Flake is traveling through New Hampshire Friday to speak at the Politics and Eggs series, a virtual right of passage for any presidential hopeful. The visit has added more fuel to the Flake 2020 speculation.
In the meantime, Flake said he was concerned about the prospect of Republicans holding onto his Senate seat.
Inside Elections rates that race Toss-Up. Three Republicans — former Maricopa County Sheriff Joe Arpaio, former state Sen. Kelli Ward, and Rep.

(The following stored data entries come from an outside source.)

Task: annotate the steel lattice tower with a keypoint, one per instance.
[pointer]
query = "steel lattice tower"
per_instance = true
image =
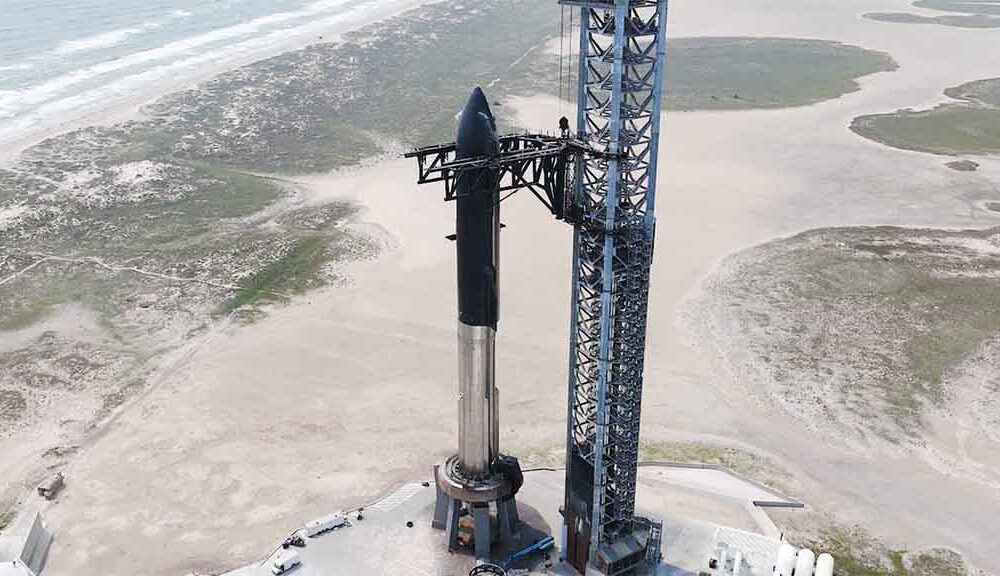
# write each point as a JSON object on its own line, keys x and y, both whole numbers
{"x": 620, "y": 92}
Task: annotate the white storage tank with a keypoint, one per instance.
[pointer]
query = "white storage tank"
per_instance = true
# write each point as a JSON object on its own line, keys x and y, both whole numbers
{"x": 824, "y": 565}
{"x": 786, "y": 560}
{"x": 805, "y": 562}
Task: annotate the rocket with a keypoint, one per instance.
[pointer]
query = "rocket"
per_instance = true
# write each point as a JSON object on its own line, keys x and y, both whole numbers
{"x": 477, "y": 244}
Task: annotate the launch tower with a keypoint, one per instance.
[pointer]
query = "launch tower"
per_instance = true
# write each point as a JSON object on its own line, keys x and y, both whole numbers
{"x": 602, "y": 181}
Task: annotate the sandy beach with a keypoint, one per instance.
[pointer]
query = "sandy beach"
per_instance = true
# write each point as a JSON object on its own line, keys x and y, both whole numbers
{"x": 350, "y": 390}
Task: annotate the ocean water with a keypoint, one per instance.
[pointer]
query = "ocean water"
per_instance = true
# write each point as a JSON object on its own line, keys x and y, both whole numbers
{"x": 62, "y": 60}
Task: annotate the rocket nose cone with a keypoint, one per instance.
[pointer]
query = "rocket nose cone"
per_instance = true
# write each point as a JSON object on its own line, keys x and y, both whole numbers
{"x": 478, "y": 103}
{"x": 477, "y": 129}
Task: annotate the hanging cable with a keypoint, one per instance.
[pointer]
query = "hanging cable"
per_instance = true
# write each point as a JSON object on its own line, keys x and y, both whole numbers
{"x": 569, "y": 81}
{"x": 562, "y": 39}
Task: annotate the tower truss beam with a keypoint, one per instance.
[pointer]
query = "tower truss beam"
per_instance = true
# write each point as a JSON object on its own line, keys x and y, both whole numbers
{"x": 620, "y": 93}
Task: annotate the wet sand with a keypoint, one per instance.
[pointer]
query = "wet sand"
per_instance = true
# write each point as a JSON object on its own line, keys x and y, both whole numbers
{"x": 348, "y": 391}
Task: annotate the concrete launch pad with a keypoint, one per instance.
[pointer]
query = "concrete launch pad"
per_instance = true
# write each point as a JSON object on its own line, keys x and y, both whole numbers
{"x": 395, "y": 535}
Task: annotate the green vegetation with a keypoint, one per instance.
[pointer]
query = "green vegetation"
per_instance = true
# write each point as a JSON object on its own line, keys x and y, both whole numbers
{"x": 743, "y": 73}
{"x": 969, "y": 127}
{"x": 954, "y": 20}
{"x": 292, "y": 273}
{"x": 857, "y": 553}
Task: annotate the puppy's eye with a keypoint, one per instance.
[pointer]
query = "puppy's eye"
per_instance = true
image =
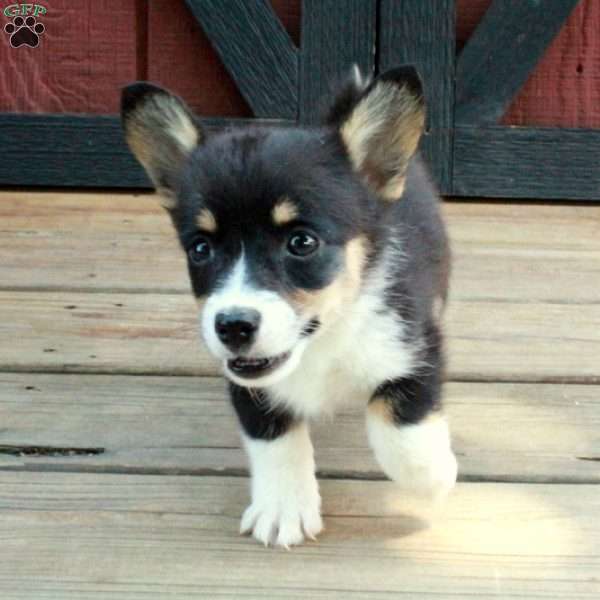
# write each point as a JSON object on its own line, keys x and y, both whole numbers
{"x": 200, "y": 251}
{"x": 302, "y": 243}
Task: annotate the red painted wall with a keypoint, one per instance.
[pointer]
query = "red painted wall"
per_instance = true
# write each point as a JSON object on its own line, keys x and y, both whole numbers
{"x": 92, "y": 47}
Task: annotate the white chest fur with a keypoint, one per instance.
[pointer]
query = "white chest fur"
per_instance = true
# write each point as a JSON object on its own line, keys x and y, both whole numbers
{"x": 347, "y": 362}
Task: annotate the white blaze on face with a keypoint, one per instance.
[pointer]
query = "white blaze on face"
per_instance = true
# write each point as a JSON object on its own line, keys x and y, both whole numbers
{"x": 280, "y": 326}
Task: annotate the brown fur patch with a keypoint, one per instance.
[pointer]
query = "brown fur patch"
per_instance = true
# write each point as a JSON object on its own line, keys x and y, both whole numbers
{"x": 382, "y": 134}
{"x": 284, "y": 211}
{"x": 205, "y": 220}
{"x": 342, "y": 290}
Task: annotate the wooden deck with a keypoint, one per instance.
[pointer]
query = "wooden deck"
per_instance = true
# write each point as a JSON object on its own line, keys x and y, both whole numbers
{"x": 121, "y": 474}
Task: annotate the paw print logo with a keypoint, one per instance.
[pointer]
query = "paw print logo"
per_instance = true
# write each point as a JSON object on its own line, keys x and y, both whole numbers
{"x": 24, "y": 32}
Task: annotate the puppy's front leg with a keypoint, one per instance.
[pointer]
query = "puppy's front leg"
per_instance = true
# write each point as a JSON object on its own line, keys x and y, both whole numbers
{"x": 408, "y": 432}
{"x": 285, "y": 494}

Martha McSally — square off in a primary that has become in part a Trump loyalty contest.
The recent loss in a special election in Pennsylvania’s 18th District, which Trump won by 20 points, should be a “big wake-up call” for Republicans heading into the midterm elections, Flake said.

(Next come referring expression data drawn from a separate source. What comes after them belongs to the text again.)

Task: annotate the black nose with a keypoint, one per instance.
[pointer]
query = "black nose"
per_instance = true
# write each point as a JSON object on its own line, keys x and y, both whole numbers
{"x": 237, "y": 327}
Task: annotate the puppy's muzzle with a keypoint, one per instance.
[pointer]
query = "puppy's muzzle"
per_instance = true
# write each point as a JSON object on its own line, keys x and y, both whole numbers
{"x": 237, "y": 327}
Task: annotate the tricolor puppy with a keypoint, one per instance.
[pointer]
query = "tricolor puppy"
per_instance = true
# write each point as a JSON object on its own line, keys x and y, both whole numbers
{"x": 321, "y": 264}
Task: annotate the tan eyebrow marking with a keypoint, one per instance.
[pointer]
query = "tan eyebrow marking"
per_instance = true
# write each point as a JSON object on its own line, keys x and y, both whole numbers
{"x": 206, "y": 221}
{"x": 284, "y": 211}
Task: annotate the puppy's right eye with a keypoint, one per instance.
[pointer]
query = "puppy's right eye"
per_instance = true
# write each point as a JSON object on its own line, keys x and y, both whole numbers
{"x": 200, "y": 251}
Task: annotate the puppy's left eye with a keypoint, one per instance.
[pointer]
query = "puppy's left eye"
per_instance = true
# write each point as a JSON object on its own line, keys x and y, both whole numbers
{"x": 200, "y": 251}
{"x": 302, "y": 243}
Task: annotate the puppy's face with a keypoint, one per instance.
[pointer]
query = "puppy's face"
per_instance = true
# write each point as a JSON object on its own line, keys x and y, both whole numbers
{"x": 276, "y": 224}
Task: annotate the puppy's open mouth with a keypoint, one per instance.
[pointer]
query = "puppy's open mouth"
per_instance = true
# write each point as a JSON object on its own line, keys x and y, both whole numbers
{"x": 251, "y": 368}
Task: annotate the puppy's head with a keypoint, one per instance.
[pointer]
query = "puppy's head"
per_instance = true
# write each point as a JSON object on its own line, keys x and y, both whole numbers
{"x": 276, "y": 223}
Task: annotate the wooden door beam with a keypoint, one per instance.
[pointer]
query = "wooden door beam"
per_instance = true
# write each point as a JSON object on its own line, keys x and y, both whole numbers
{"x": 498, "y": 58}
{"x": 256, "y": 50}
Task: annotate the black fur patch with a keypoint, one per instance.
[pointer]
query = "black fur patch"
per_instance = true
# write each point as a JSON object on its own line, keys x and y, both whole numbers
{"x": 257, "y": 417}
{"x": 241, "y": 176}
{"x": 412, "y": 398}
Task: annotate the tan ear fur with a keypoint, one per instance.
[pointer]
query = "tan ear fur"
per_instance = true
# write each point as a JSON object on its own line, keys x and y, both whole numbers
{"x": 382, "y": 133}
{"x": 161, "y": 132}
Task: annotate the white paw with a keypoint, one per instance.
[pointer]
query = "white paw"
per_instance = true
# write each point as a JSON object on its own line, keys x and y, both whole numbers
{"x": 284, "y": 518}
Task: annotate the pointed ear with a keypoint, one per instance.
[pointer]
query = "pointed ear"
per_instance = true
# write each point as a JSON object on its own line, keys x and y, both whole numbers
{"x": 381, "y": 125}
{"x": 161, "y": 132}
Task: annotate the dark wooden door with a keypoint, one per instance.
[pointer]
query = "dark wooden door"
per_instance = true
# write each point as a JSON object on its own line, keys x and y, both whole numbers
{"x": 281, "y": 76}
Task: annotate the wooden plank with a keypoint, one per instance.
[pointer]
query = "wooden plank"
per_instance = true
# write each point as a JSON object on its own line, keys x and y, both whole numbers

“We’re testing the limits of Trumpism,” he said during a question-and-answer session. “We’re realizing that you can only drill down on the base so far and you have to appeal to the broader electorate.”
But Flake suggested in his speech that Republicans kowtowing to Trump may not deserve to be in power anyway.
“We have become strangers to ourselves, even as we pretend everything is fine and it is working as if it has always worked,” Flake said of Republicans. “To that, I say ’nonsense.’”
“If my party is going to try and pass off the degradation of the United States and her values from the White House as normal, if we’re going to cloister ourselves in the alternative truth of an erratic leader, if we are going to refuse to live in the world that everyone else lives in and reckon with the daily reality that they face — including their very real and understandable anxiety that they feel — then my party might not deserve to lead,” Flake said.